A few years ago, I was standing in a school quad looking at a furniture graveyard. The skeletal remains of desks and chairs were piled in what must have started as a stack but had grown into a jagged mound of educational debris. I can't remember the school, I can't remember why I was there, but the image of all the bended broken bits; I remember. I can also remember thinking that the discarded plastic chairs where so symbolic of the people and the system that broke them. Their graffitied orange seats would once have been clean and eager, they would have sat upright, prepared and full of potential. But now, at the end of the concrete quad, they're piled up anonymously with the inscriptions of the relatively powerful defining them far more so than their purpose.
I found myself sitting in a concrete quad last week, looking into the backs of some red plastic chairs. They were covered in black marker and shallow scratches, and were easing away from their metal structure at places, but they were still standing. I used to be bemused by the 'JFK' tag that is so ubiquitous in this part of Cape Town; why the fascination with Kennedy? Then I learnt about the Junky Funky Kids and my misguided assumptions were squashed by the contextual realities of Lavender Hill. So I'm sitting staring at JFK, at lists of names and one-liners, and I'm staring at the rows and rows of high school learners on the otherside of these chairs, sitting on the concrete with their hands up around their faces to shield them from the sun.
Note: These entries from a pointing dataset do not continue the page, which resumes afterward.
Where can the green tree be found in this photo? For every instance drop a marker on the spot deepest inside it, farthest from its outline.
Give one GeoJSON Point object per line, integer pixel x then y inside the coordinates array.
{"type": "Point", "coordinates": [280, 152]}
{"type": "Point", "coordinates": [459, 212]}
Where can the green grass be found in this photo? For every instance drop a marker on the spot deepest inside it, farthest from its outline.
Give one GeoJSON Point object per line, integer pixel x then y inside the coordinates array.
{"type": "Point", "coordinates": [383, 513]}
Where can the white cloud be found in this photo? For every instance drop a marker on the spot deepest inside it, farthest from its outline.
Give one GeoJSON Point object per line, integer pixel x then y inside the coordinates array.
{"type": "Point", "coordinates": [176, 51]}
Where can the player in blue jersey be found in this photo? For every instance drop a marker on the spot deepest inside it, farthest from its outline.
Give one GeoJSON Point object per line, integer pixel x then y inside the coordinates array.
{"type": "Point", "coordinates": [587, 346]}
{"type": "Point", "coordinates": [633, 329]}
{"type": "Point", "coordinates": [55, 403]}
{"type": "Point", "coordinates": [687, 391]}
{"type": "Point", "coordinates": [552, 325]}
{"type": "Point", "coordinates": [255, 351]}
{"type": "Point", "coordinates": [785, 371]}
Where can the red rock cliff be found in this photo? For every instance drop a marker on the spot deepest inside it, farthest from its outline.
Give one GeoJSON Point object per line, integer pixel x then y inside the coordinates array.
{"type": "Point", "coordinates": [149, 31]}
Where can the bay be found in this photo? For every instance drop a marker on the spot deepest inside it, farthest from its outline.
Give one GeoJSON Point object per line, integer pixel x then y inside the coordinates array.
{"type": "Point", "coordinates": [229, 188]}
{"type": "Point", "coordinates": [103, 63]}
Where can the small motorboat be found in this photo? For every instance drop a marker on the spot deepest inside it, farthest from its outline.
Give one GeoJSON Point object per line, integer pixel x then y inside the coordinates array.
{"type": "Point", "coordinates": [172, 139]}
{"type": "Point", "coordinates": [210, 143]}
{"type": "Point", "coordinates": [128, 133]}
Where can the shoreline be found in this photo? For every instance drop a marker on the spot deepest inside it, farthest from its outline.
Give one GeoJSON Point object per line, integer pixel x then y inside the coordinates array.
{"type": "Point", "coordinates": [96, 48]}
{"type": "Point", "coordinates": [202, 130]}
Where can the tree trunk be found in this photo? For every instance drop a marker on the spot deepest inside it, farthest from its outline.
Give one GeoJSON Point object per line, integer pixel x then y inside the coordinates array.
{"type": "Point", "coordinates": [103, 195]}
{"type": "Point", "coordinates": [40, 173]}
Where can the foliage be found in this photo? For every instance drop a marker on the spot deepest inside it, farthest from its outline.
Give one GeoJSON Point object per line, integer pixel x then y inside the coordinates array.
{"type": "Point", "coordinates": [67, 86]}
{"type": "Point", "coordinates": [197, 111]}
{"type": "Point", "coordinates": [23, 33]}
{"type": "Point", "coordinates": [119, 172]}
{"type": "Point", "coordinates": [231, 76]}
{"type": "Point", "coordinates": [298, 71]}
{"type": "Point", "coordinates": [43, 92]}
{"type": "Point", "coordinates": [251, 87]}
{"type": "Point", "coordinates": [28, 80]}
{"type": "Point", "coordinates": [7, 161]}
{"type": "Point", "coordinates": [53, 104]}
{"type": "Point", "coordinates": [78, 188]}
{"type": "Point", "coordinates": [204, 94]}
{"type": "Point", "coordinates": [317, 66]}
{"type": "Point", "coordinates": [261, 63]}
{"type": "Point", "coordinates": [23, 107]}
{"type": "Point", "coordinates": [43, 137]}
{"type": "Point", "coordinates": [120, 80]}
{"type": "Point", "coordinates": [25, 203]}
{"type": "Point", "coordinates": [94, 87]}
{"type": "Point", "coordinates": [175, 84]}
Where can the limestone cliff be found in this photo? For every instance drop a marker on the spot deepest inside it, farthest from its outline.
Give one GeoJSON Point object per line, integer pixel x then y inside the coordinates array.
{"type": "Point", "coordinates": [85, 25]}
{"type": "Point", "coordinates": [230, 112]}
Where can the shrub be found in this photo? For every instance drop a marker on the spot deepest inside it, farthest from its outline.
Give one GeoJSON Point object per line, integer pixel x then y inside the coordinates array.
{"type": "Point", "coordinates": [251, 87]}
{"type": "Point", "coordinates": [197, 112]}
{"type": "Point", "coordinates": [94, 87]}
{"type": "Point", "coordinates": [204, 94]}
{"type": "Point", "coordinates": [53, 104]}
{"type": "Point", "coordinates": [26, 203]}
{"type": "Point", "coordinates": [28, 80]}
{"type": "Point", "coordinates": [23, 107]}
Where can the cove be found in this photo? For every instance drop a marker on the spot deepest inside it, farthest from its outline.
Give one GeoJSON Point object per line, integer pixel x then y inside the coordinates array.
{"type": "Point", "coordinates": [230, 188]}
"It's not right that you come to write your exams the morning after your father gets shot," the principal is saying, "but that's our lives here and we need to work with it."
The learners nod, they understand. "So we try to make things work and we've got our turnaround strategy..." he continues.
It's hot. I put down my pen and phase out of focus. The women next to me are in visceral agreement with the principal, nodding, shaking, moving forwards and backwards in their seats. A little boy escapes his mother's hand as she raises them to clap at a statement she found particularly profound and he runs like toddlers do, aimlessly. I lose sight of him as he circles behind me but then here he is standing, staring up at me open-mouthed. I smile, "Hey kid." No response. No fear, no shyness, no engagement, just silence, absence. So I sit there staring at him as he stands staring at me.
"...and so we painted a wall of commitment and you have all committed to coming to school this year?"
The learners chorus "Yis," as though his doubt is unfounded. He nods, puts away his notes and sits down. As the woman in front of me joins in the vigorous applause, her chair wobbles preemptively. She stops clapping and holds on the metal legs to steady it. It steadies. Three of the four feet back on the ground, the last one hovering permanently above it. I'm transfixed as I watch that chair, it reminds me of something. Falling-not falling-falling-not falling-falling-not falling: yes, like DiCaprio's spinning top.
There is no shade in this quad, only sun and sweat and the soundless prayers of the mothers around me, echoing off the painted walls and into the seated swarm of chance.